If interest rates go up, it’s expected annuities will pay out more.
Branislav Nikolic
vice president of research at CANNEX

Insurers offered the average man $616 a month at the end of April versus $553 a month at the start of the year, for example, according to CANNEX.

“I think we’re back where we were prior to Covid,” said Branislav Nikolic, vice president of research at CANNEX. “If interest rates go up, it’s expected annuities will pay out more.”

The trend appears even more pronounced with so-called longevity annuities, a type of deferred annuity that starts paying income later in life.

Payouts have jumped 42% for both men and women since the start of the year, according to an annuity quote supplied by CANNEX. (The data is based on 65-year-old buyer who receives income starting at age 85, based on a $100,000 lump sum. To get historical quotes, CANNEX used data from one highly rated insurer that’s active in the market and which is representative of the overall industry trend, Nikolic said.)
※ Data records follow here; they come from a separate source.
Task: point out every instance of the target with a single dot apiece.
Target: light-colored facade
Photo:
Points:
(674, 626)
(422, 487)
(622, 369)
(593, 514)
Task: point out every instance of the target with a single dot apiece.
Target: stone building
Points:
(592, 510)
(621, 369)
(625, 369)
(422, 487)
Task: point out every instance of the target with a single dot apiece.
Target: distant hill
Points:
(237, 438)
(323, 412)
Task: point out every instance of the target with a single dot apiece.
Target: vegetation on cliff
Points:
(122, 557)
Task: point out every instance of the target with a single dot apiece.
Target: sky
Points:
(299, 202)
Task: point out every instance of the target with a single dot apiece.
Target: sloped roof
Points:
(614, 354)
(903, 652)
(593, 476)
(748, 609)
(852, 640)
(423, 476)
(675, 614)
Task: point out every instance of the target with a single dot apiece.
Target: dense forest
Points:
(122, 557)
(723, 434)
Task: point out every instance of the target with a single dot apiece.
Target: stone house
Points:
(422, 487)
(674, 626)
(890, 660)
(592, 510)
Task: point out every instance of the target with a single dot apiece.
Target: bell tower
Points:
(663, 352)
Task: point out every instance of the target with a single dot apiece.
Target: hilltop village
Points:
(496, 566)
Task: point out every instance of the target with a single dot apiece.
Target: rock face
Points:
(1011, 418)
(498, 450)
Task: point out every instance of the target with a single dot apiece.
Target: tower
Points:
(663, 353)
In dollar terms, a female buyer who bought the longevity annuity on May 1 would get about $2,925 a month starting at age 85 — nearly $900 more per month than the $2,054 income stream on Jan. 1, according to the data.

Interest rates

Annuity payouts are largely based on two key factors: mortality (or life expectancy) and interest rates, experts said.

The Federal Reserve slashed interest rates to rock-bottom levels early in the pandemic to prop up the U.S. economy. But high inflation has led the central bank to raise rates at its two most recent meetings. More hikes are expected this year.

Bonds are the lynchpin of insurers’ annuity portfolios. When interest rates rise, insurers get a higher yield on new bonds — which generally gets passed along to consumers in the form of a larger monthly check, according to Jeremy Alexander, CEO of Beacon Annuity Solutions.

Some annuities (like multiyear guarantee annuities) act more like savings accounts that buyers can opt to turn into a monthly income stream at the end of their term.

A five-year multiyear guaranteed annuity paid a 2.9% rate, on average, as of mid-May — almost 50% more than the 1.95% average at the end of 2021, according to Beacon data. (That rate is guaranteed in each of the five years.)

“When you’re seeing a 50% increase in rates, that’s significant,” Alexander said.

It’s not guaranteed that annuity rates will continue to rise, since it’s impossible to predict the course of the U.S. economy and whether Fed policy will respond as expected, Blanchett said.

Consumers thinking of buying an annuity should shop around by getting quotes from different companies, which may vary widely from insurer to insurer, Blanchett said.

It’s also important to look at an insurer’s respective financial strength rating, he added.

These ratings — provided by firms like S&P Global Ratings, A.M. Best Company, Fitch Ratings or Moody’s — help gauge insurers’ ability to pay income in future years. Insurers with a low rating relative to competitors may offer a higher payout to entice customers.